Des données insuffisantes, un manque de transparence et une communication rassuriste à l’intention de parents souvent démunis, cherchent à imposer l’idée que l’infection au Sars-Cov-2 est bénigne pour les enfants et ne justifie pas des mesures de prévention adéquates. Ces mesures seraient même, selon la SFP, délétères pour la santé mentale, dans une vision très simpliste et qui oublie son caractère indissociable de la santé physique. Le déni ou la psychologisation du Covid long pédiatrique, en plus d’augmenter probablement les chiffres des prises en charges pédopsychiatriques, alimentent le fantasme de l’enfant non concerné par le Covid-19. Ce mythe a été rendu possible par le caractère asymptomatique d’une majorité d’infections, par le faible nombre de décès et par la comparaison avec les adultes.
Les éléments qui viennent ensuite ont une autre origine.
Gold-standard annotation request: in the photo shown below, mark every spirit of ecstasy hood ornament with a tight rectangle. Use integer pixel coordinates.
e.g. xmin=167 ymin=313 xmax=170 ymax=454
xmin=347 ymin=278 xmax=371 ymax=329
Mais les failles de cette fable sont nombreuses.
Les infections, même asymptomatiques, peuvent avoir des conséquences à long terme. Les preuves de séquelles neurologiques, de phénomènes qui pourraient prédisposer certains malades à développer des troubles neurodégénératifs, voire des démences, s’accumulent.
Focaliser sur le taux de mortalité, c’est ignorer le risque d’handicap ou de dommages aux organes chez les survivants, qui peuvent compromettre la qualité et l’espérance de vie des plus jeunes.
Enfin, minimiser l’impact sur les enfants par une comparaison avec les adultes est un biais cognitif dont les experts devraient s’affranchir et les parents se préoccuper : savoir que “très peu d’enfants en mourront”, comme a déclaré la présidente de la SFP, ou faire l’hypothèse que les “Covid longs” seront plus rares que chez l’adulte, suffit-il à accepter le risque pour son enfant ? Quel serait alors le nombre acceptable de décès d’enfants et de séquelles handicapantes avant d’adopter les solutions visant à prévenir les contaminations ? Selon les données internationales, au moins 4% d’enfants infectés pourraient souffrir de “Covid long”. Avec des centaines de milliers d’enfants contaminés, et plus encore si on laisse galoper le virus dans les classes, pourra-t-on parler encore longtemps de manifestations rares ?
Exposer délibérément des enfants à un agent biologique de niveau 3 ne serait qu’une expérimentation menée sans le consentement des parents et reposant sur leur désinformation. Cette stratégie, en plus d’être une violation du droit à la protection de la santé (article L. 1110-1), est contraire aux droits fondamentaux à la vie et la santé, tels que définis par la Convention internationale des droits de l’enfant (CIDE), signée par la France.
Protéger les enfants est un impératif moral et un devoir de l’Etat et des parents, qui doivent être correctement informés. Et les enfants n’ont pas à être la “troisième dose” des adultes, ils ont le droit d’être protégés, par tous les moyens disponibles. Le président Macron s’y est engagé en déclarant le 28 Octobre 2020 , à propos de l’idée de laisser circuler le virus : “Jamais la France n’adoptera cette stratégie”.
En pleine cinquième vague, le moment est venu de tenir cet engagement, en rejetant fermement la proposition d’immunisation par infection des enfants, en activant un plan d’urgence pour lutter contre la circulation du virus par aérosol dans les écoles, et en prenant une décision sur la vaccination des enfants fondée sur des données scientifiques. Aucun enfant ne peut être sacrifié au nom d’intérêts politiques ou idéologiques.